Gassendi has been called “the last of the humanists” or “among the first of the scientists”.4 Both appellations are based on his desire to ground the new scientific discoveries, especially in astronomy, dynamics and atomic motion, on suitable ancient philosophical thought. Gassendi early on rejected Aristotle, and discovered in Epicurus a system of logic, science and ethics that seemed compatible with early seventeenth century empirical science. Most of Gassendi’s life was spent revitalizing Epicureanism and reconciling Epicureanism to Christian beliefs. To do so he relied on the Christian classics.

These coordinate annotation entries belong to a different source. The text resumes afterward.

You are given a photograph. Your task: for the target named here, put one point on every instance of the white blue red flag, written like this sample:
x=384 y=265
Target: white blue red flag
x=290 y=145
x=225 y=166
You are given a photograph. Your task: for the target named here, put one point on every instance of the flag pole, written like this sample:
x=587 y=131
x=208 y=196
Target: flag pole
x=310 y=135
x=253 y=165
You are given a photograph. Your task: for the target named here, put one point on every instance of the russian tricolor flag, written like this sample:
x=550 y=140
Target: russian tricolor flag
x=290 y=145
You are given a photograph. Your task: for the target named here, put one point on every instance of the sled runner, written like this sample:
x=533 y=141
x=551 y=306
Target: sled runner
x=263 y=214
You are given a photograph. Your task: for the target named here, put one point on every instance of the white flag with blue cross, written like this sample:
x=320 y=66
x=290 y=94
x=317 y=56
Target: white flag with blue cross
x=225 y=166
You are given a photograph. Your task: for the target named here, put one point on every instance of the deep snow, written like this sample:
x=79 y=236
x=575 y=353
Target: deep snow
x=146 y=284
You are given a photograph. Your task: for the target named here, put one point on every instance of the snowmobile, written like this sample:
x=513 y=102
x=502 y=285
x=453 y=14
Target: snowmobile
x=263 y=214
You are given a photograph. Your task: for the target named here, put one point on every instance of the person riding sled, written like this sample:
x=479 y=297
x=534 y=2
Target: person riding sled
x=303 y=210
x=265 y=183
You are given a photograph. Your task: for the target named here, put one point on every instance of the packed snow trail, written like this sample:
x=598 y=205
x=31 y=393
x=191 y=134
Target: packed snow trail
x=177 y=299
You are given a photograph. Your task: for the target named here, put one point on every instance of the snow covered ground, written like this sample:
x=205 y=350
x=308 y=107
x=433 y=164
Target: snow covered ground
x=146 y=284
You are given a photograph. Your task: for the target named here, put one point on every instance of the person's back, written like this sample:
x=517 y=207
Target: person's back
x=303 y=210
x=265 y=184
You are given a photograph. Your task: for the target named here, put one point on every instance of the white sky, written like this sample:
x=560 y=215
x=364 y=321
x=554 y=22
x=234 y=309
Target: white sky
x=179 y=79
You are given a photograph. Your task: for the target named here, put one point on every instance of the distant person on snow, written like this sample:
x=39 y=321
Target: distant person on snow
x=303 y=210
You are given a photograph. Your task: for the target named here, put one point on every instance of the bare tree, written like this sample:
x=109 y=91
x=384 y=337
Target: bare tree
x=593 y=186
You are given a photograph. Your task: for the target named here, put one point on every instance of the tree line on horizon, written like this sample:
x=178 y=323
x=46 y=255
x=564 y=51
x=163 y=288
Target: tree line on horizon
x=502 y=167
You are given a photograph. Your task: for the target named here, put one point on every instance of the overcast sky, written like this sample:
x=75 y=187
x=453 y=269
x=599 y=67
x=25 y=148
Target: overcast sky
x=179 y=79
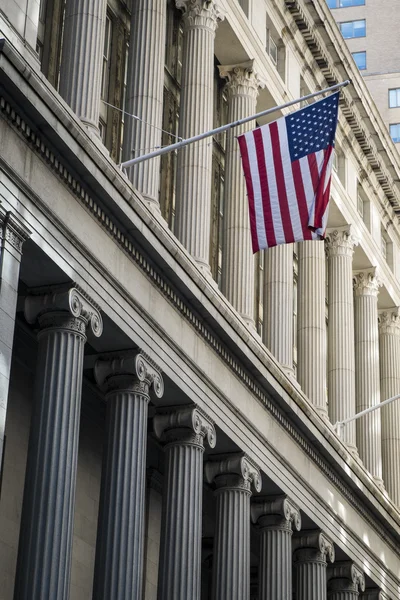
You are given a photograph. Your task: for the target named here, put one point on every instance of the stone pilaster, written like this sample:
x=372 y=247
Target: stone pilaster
x=194 y=167
x=126 y=380
x=345 y=581
x=278 y=304
x=389 y=347
x=339 y=247
x=82 y=55
x=144 y=94
x=238 y=263
x=276 y=518
x=45 y=545
x=13 y=234
x=366 y=287
x=234 y=476
x=312 y=550
x=184 y=430
x=311 y=327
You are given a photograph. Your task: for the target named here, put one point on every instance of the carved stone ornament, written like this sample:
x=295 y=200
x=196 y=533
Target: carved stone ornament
x=201 y=13
x=345 y=577
x=314 y=545
x=186 y=424
x=129 y=369
x=366 y=283
x=389 y=322
x=12 y=230
x=72 y=301
x=233 y=471
x=278 y=511
x=341 y=241
x=242 y=79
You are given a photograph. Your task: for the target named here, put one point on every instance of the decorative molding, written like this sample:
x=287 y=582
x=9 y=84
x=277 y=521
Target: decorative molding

The Church Fathers, along with most other ancient schools of philosophy, condemned Epicureanism in almost all its aspects. Thus Gassendi had two tasks in order to make Epicureanism a suitable Christian (really Catholic) replacement to Aristotle; first, he had to counter the specific attacks that the Church Fathers had made against Epicurus and his followers; and, second, he had to demonstrate how his new philosophical system supported the Catholic doctrines developed by the Church Fathers and Councils. To investigate how Gassendi pursued these goals, and to evaluate the outcome of his efforts, I concentrate on the entirety of De Vita et Moribus Epicuri, the Preface and Ethics of the Syntagma Philosophicum and selections from the Physics in the Syntagma Philosophicum.5 The De Vita et Moribus Epicuri is important because here Gassendi addresses the ad hominem attacks against Epicurus in antiquity, including those from patristic authors. The Preface and selections from the Physics of Syntagma demonstrate how patristic authors were integrated into his development of natural philosophy (physics). In the Ethics of the Syntagma, Gassendi attempts to reconcile Epicurean ethic of pleasure with the Christian ethic of self-sacrificing virtue. While this dissertation focuses on Gassendi’s use of the Christian classics in portions of the Syntagma Philosophicum and De Vita et Moribus Epicuri, other works by Gassendi will also be used selectively.

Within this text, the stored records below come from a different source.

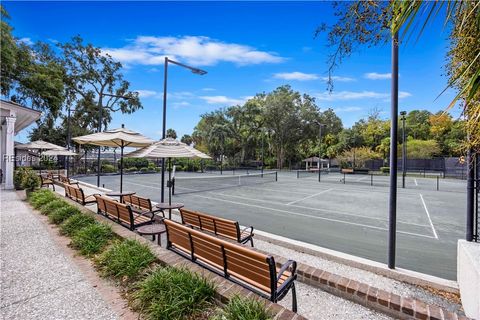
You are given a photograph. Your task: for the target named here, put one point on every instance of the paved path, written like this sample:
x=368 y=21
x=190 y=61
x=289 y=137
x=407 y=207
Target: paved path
x=37 y=280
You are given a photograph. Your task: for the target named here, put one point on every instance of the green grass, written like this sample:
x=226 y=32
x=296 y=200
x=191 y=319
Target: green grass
x=52 y=205
x=61 y=214
x=92 y=239
x=239 y=308
x=124 y=259
x=76 y=223
x=173 y=294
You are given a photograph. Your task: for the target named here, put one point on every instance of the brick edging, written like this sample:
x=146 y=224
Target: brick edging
x=224 y=289
x=372 y=297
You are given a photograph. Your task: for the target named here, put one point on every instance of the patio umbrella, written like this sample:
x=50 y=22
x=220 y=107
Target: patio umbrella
x=169 y=148
x=40 y=145
x=120 y=137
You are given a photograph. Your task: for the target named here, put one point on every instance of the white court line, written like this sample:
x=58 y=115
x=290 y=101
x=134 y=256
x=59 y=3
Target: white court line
x=310 y=216
x=428 y=215
x=310 y=196
x=296 y=206
x=328 y=211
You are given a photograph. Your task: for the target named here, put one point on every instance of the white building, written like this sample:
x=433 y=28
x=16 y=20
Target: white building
x=14 y=118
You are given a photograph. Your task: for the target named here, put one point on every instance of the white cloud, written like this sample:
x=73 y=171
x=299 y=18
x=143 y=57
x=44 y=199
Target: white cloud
x=353 y=95
x=196 y=50
x=347 y=109
x=26 y=41
x=146 y=93
x=339 y=79
x=377 y=76
x=299 y=76
x=223 y=100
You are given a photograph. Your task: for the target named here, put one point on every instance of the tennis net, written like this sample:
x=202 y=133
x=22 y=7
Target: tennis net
x=183 y=185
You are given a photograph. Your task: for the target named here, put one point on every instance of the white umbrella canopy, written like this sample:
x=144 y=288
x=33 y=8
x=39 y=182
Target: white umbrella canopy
x=120 y=137
x=168 y=148
x=59 y=152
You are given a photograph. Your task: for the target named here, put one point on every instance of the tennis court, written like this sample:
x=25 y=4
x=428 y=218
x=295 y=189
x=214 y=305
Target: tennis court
x=350 y=216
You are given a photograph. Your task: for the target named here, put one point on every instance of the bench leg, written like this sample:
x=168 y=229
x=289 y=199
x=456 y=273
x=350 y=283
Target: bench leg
x=294 y=298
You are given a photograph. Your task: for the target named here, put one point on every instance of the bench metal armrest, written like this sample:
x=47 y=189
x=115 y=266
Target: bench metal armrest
x=285 y=266
x=248 y=230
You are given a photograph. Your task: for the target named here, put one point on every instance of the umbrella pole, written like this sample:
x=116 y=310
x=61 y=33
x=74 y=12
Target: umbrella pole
x=121 y=168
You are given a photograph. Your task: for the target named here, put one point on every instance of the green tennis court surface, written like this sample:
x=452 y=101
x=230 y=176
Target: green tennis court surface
x=350 y=216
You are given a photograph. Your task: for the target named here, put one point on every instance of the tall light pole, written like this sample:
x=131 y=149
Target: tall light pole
x=404 y=148
x=392 y=210
x=164 y=120
x=100 y=110
x=69 y=139
x=320 y=125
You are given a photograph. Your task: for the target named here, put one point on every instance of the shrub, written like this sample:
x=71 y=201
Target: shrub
x=170 y=293
x=125 y=259
x=18 y=177
x=108 y=168
x=243 y=309
x=30 y=180
x=52 y=205
x=61 y=214
x=92 y=239
x=76 y=223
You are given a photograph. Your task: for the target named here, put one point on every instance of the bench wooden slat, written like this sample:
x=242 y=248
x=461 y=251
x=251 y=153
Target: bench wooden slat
x=219 y=226
x=251 y=269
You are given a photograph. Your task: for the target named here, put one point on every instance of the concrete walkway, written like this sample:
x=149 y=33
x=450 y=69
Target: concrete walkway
x=37 y=280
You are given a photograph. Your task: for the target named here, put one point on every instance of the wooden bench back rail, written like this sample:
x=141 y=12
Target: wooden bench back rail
x=45 y=180
x=139 y=202
x=244 y=266
x=222 y=227
x=75 y=193
x=120 y=212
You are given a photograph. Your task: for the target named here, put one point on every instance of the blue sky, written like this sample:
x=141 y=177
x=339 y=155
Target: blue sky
x=246 y=47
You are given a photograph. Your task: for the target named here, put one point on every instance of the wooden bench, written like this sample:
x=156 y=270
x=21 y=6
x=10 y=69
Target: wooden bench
x=76 y=194
x=47 y=181
x=221 y=227
x=244 y=266
x=121 y=213
x=65 y=180
x=140 y=205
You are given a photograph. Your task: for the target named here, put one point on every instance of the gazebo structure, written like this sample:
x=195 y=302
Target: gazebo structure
x=14 y=118
x=313 y=163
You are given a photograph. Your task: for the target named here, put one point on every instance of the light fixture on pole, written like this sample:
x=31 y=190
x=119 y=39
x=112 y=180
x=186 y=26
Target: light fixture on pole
x=404 y=148
x=164 y=120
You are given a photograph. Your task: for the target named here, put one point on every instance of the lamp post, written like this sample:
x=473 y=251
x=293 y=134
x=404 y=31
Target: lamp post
x=100 y=109
x=320 y=125
x=404 y=149
x=164 y=120
x=392 y=210
x=69 y=139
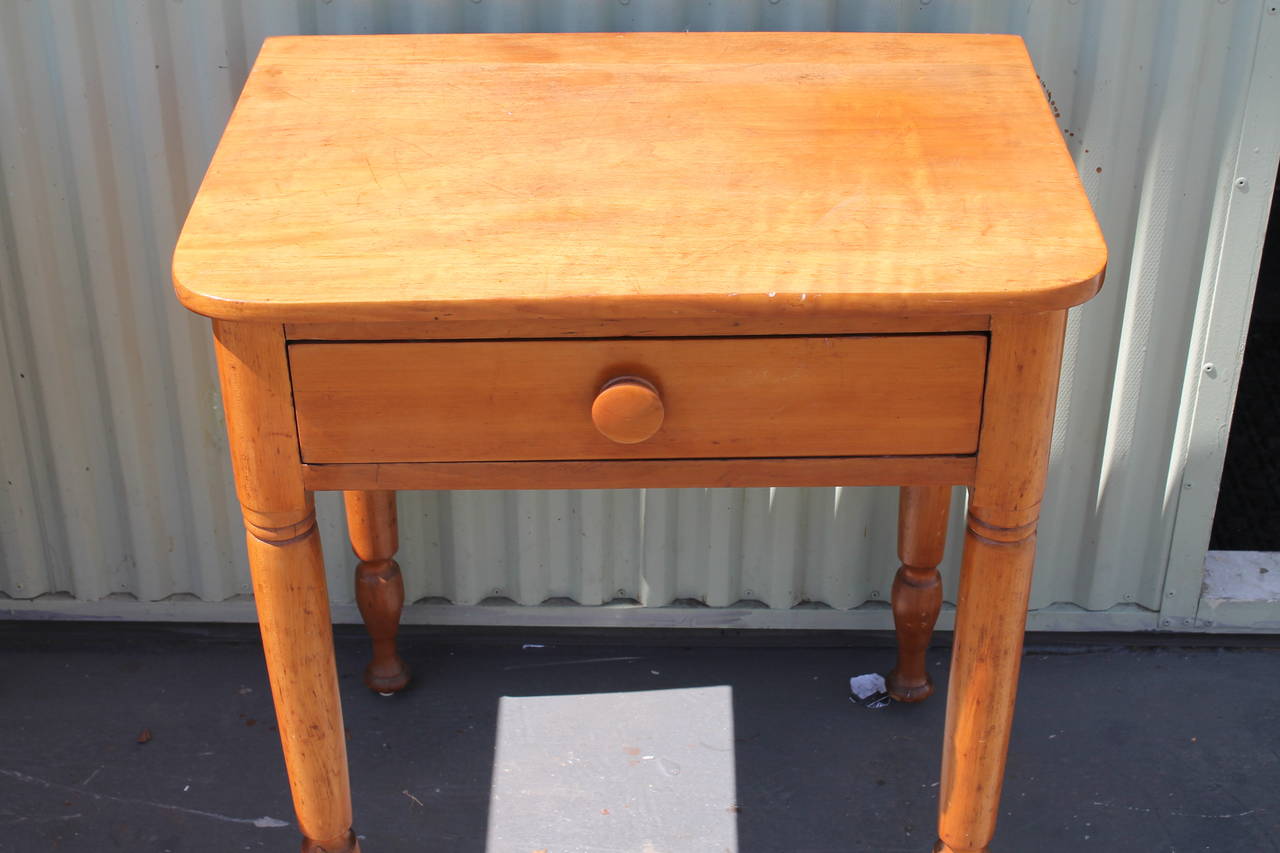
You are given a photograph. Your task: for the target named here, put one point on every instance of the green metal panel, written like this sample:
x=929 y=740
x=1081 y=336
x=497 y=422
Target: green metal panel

The overarching theme of this dissertation is Gassendi’s use of physics and faith in his philosophy. He read both the “Book of Nature” and the “Book of Revelation” with equal attention, and attempted a synthesis of both in his Physics and Ethics in his crowning achievement, the Syntagma Philosophicum. To achieve his synthesis, Gassendi often had to resort to creative quotations from Church Fathers to demonstrate consistency between Church teaching and the new physics. Perhaps the most important example of this is Gassendi’s understanding of space and time as being coeternal with God.

Three Church Fathers were especially important to Gassendi: Clement of Alexandria, Lactantius and Augustine. Clement could be considered a role model for Gassendi; his high regard for Greek philosophy and his attempt to incorporate it into Christian theology mirrored Gassendi’s own approach. And, like almost all philosophers in antiquity, while Clement had disparaging things to say about Epicureanism, he also occasionally referred to some of Epicurus’s sayings favorably. Gassendi made maximum use of Clement’s favorable comments in his own arguments.

Lactantius produced the most detailed and ‘systematic’ attack against Epicureanism in Christian antiquity. Because of this, Gassendi carefully refuted Lactantius point by point throughout his work. Another reason for the emphasis on Lactantius was that Gassendi may not have felt comfortable directly refuting Augustine. Gassendi often tries to enlist Augustine as supportive of his own ideas, but as a result he often misquotes Augustine or quotes him out of context. Gassendi needed the authority of Augustine on his side, so that in some respects Lactantius became Gassendi’s whipping boy for Augustine.

He also used Scripture creatively to support his physics; especially notable is that Gassendi seemed to think of Ecclesiastes as being explicitly supportive of Epicureanism. He frequently cites Ecclesiastes in support of his idea of time and space, multiple worlds, and ethics based on pleasure.

Gassendi’s extensive efforts to reconcile Christianity and the new physics by way of a refurbished Epicureanism were not deemed important by subsequent physicists or natural philosophers. In part this may be because by the end of the seventeenth century a distinction was being made between a physicist and a philosopher, a distinction that Gassendi would not have recognized.